San Francisco's Jason Quever got his start recording dreamy, lush pop music at home.
But seeking to expand on his band Papercuts' mellow and hazy sound, Quever left his home studio behind, working instead with noted producer Thom Monahan (Pernice Brothers, Devendra Banhart) at The Hangar in Sacramento, Calif.
"I was surprised at how easy it was. It was a huge relief," Quever said. "I'd gotten used to doing everything out of necessity from starting out as a bedroom artist. Once I realized I didn't have to do everything, and I wasn't the best man for each job, I realized it was coming out better."
Fading Parade, Papercuts' fourth album—and first for Sub Pop—is still comfortably in the realm of dream pop, but Quever's bigger ambitions give it a more intricate and atmospheric sound. Quever is following Fading Parade's March 1 release with a month-long United States tour, with a March 14 stop at Solar Culture.
"Thom Monahan is a great mixer, a great engineer, and he's had so much experience. At first, I was nervous; some things that he wanted to do, I wasn't planning on," Quever said. "But I was able to try out different things without feeling spread too thin. I think that brought some clarity to it and more focus on performance."
Handing over most of the technical responsibilities to Monahan freed up Quever to concentrate on the music.
"I would try to focus more on singing and playing guitar and the overall arrangement and not necessarily which mic to choose and which preamp to use and where exactly to place the mics for recording drums," Quever said. "I let Thom do a lot of things."
Quever also let go of some musical responsibilities, recording with a full band rather than playing nearly everything himself, as he'd done on past Papercuts records.
"It feels like it's evolved into something slightly different. It more revolves around playing songs with four or five people," he said. "I feel good, and I can see the results of the collaboration more than before. We're always trying different things, within the confines of what feels comfortable and natural. I feel like we've stretched out, and I hope to do more in the future."
Joining Quever in the studio were David Enos (keyboard and autoharp), Graham Hill (drums) and Frankie Koeller (bass). Also in this touring version of Papercuts is guitarist and keyboardist Steve Strohmeier, who has played in Beach House.
"A lot of the growth has been up to other people, but it's always going to be my thing. If it's more of a full collaborative band thing, I'd change the name," Quever said.
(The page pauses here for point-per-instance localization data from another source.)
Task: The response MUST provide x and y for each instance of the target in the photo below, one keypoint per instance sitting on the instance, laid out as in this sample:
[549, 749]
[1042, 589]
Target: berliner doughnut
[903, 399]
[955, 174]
Touring with essentially the same band that recorded the album makes the live performances more faithful to the songs.
"We're able to do the record correctly," he said. "All the harmonies and the little parts will be there. I don't feel like there's any compromise this time around."
Fading Parade marks two other changes for Quever as well. First, the songs were written and played live before the band took to the studio: "I was able to take them for a test run, which is also uncommon for me." Second, the songs themselves are more direct and more personal than Quever has written in the past.
"It's a romantic record, in a way I've never done before. It's basically just thinking about things that have come and gone. It's got love songs, or distant and foggy memories of love songs," he said.
A past tour mate of Papercuts, Beach House draws perhaps the easiest comparison to Papercuts, but likeminded San Francisco Bay area bands like Vetiver are also apt comparisons.
Album opener "Do You Really Wanna Know" recalls another of the great bedroom pop artists, East River Pipe. "Wait Till I'm Dead" has the sort of jangly shoegaze of Belle and Sebastian, while "Chills" is a slightly mellowed-out take on the 1960s pop of groups like the Zombies.
"I've never used the term 'bedroom' too much, but in retrospect, it does make sense in reference to how I ended up recording everything myself," he said. "But it's a vague term, one of those things that's always changing."
Papercuts' relationship with Sub Pop enabled a lot of the growth for the band, Quever said, thanks to the resources to record with Monahan and tour support.
"I've tried to be happy no matter what the situation was, so long as I could continue making records," he said. "But they found us, and I've always been a huge fan of Sub Pop, so it was ideal. It is fun to see how a larger operation works."